- Died: 1402
- Occupation: Abbess
- Years active: 1390–1402
- Employer: Reynistaðir Abbey
- Predecessor: Oddbjörg Jónsdóttir
- Successor: Þórunn Ormsdóttir

= Ingibjörg Örnólfsdóttir =

14th-century Icelandic abbess

Ingibjörg Örnólfsdóttir (died 1402) was an abbess in Reynistaðir Abbey, inducted into the position in 1390 after the death of the abbess Oddbjörg Jónsdóttir during the Black Plague.

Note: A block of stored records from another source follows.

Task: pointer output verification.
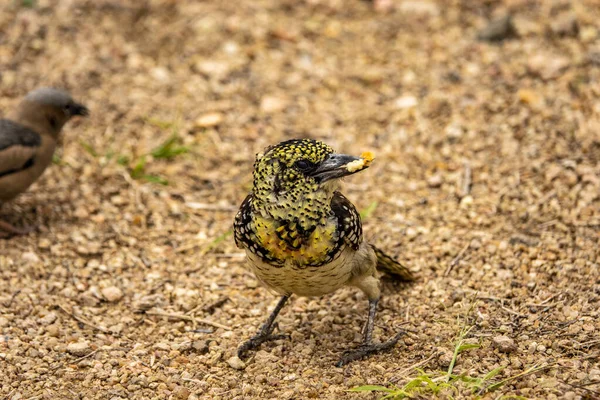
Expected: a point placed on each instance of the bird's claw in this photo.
(365, 350)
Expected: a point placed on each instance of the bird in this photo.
(28, 138)
(303, 237)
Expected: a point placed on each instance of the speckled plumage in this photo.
(302, 236)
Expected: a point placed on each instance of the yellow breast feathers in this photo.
(288, 241)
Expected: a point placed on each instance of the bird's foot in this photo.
(257, 340)
(367, 349)
(7, 230)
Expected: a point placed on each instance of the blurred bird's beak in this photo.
(79, 109)
(339, 165)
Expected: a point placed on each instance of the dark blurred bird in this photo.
(302, 236)
(28, 138)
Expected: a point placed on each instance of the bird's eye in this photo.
(302, 165)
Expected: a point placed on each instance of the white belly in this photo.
(307, 281)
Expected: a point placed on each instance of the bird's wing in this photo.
(242, 224)
(349, 224)
(18, 147)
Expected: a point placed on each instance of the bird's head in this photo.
(51, 108)
(300, 171)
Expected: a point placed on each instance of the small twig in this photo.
(414, 366)
(86, 356)
(210, 207)
(219, 303)
(12, 298)
(188, 318)
(192, 380)
(513, 312)
(545, 198)
(10, 394)
(230, 255)
(456, 259)
(543, 303)
(82, 320)
(467, 180)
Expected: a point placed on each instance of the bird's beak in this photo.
(339, 165)
(79, 109)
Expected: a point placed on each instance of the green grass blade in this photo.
(366, 213)
(371, 388)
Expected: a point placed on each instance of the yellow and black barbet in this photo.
(303, 237)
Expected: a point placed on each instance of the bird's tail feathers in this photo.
(390, 266)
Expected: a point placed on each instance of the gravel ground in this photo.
(486, 184)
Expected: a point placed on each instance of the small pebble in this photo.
(112, 294)
(498, 29)
(504, 344)
(236, 363)
(79, 349)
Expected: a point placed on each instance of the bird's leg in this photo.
(367, 347)
(12, 230)
(265, 332)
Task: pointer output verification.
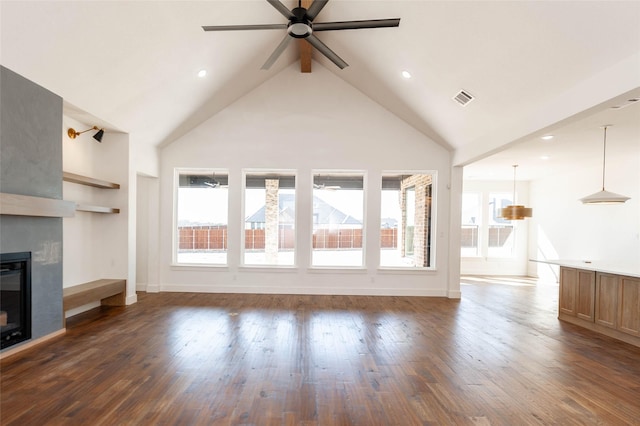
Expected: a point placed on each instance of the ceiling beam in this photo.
(305, 48)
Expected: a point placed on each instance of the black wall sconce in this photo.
(98, 136)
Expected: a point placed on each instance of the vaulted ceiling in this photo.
(531, 66)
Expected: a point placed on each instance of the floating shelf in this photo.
(85, 180)
(96, 209)
(24, 205)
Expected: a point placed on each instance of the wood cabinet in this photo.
(607, 299)
(577, 293)
(629, 306)
(602, 302)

Ingibjörg was the daughter of Örnólfur Jónsson, a farmer in Staðarfell in Fellsströnd and the sister of Vermundur Örnólfsson, the abbot of Helgafell monastery (Helgafellsklaustur). Her father was wealthy and provided his daughter with 40 hundreds when she joined the convent, which was a lot of money. The manager of the convent during her tenure was the priest Björgólfur Illugason. The nuns at Reynistaðir undoubtedly survived the plague and Björgólfur lived and led the convent at first but he stopped serving as convent manager in spring 1408. Then, sisters Þórunn Ormsdóttir and Þuríður Halldórsdóttir took over managing the convent. Þórunn became a prioress, and there was not an abbess in charge again until 1437.